Department of Analysis and Food Quality Assessment, University of Life Sciences in Lublin, Skromna 8, 20-704 Lublin, Poland.
Molecules. 2024 Nov 15;29(22):5387. doi: 10.3390/molecules29225387.
With population growth expected in the near future and the planet's limited resources, alternative food sources are already being looked for. In this context, spirulina is called the food of the future due to its rich nutritional composition. This blue-green alga is primarily a valuable source of protein (55-70%) containing all essential amino acids. In its composition, it also contains unsaturated fatty acids, minerals, vitamins, and pigments, including the valuable protein-pigment complex-phycocyanin. Due to its high content of complete protein and minerals such as iron and calcium, it is an excellent addition to diets, especially those of vegans and vegetarians. Despite several limitations to the use of spirulina, including its distinctive marine flavour, low consumer awareness, or relatively high price, scientists are attempting to enrich many food products with the microalga. This is supported not only by the improved nutritional composition of the fortified product but also by spirulina's impact on sustainable food production. Therefore, this review aims to create consumer attention by presenting spirulina as a valuable and sustainable food source with health-promoting potential and great future significance.

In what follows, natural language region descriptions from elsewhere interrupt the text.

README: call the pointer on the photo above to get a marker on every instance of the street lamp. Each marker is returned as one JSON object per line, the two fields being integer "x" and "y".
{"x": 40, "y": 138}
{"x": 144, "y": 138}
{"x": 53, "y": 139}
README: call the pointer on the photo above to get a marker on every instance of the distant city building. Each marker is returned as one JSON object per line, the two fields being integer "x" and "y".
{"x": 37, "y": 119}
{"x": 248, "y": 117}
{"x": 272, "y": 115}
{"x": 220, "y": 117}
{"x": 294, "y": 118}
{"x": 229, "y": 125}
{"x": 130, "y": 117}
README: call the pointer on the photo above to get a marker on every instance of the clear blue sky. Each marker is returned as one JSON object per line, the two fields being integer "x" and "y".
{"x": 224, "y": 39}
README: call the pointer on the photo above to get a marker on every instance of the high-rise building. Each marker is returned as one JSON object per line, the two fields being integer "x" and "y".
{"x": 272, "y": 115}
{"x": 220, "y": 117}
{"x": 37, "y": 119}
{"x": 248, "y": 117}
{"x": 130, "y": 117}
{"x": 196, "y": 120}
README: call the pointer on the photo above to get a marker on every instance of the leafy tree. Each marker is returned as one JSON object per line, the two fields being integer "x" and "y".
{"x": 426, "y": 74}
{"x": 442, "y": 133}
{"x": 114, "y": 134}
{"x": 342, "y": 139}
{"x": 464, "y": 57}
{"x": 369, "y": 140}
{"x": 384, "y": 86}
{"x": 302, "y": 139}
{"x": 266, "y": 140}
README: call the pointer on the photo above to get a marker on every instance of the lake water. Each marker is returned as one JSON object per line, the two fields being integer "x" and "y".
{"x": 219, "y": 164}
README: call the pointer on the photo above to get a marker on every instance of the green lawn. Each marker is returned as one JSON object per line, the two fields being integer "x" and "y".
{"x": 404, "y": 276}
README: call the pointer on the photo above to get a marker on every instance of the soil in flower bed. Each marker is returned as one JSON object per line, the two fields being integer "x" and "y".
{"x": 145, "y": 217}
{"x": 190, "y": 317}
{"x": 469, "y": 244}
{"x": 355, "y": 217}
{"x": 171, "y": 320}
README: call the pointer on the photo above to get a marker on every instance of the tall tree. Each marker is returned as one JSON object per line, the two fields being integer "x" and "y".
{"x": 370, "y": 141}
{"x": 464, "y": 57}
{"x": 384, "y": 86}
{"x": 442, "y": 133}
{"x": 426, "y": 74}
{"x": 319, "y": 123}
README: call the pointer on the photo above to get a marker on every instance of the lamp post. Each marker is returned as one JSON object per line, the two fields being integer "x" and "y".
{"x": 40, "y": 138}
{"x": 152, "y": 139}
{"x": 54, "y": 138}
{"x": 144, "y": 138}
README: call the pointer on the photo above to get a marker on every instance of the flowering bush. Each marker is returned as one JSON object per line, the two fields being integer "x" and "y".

随着未来人口的增长和地球资源的有限,人们已经在寻找替代食物来源。在这种情况下,螺旋藻因其丰富的营养成分而被称为未来的食物。这种蓝绿色藻类主要是一种有价值的蛋白质来源(55-70%),含有所有必需氨基酸。在其成分中,还含有不饱和脂肪酸、矿物质、维生素和色素,包括有价值的蛋白质-色素复合物-藻蓝蛋白。由于其高含量的完整蛋白质和矿物质,如铁和钙,它是饮食的绝佳补充,特别是对于素食者和素食者。尽管螺旋藻的使用存在一些限制,包括其独特的海洋风味、低消费者意识或相对较高的价格,但科学家们正试图用这种微藻来丰富许多食品。这不仅得到了强化产品营养成分改善的支持,还得到了螺旋藻对可持续食品生产的影响的支持。因此,本综述旨在通过将螺旋藻作为一种具有健康促进潜力和巨大未来意义的有价值和可持续的食物来源来引起消费者的关注。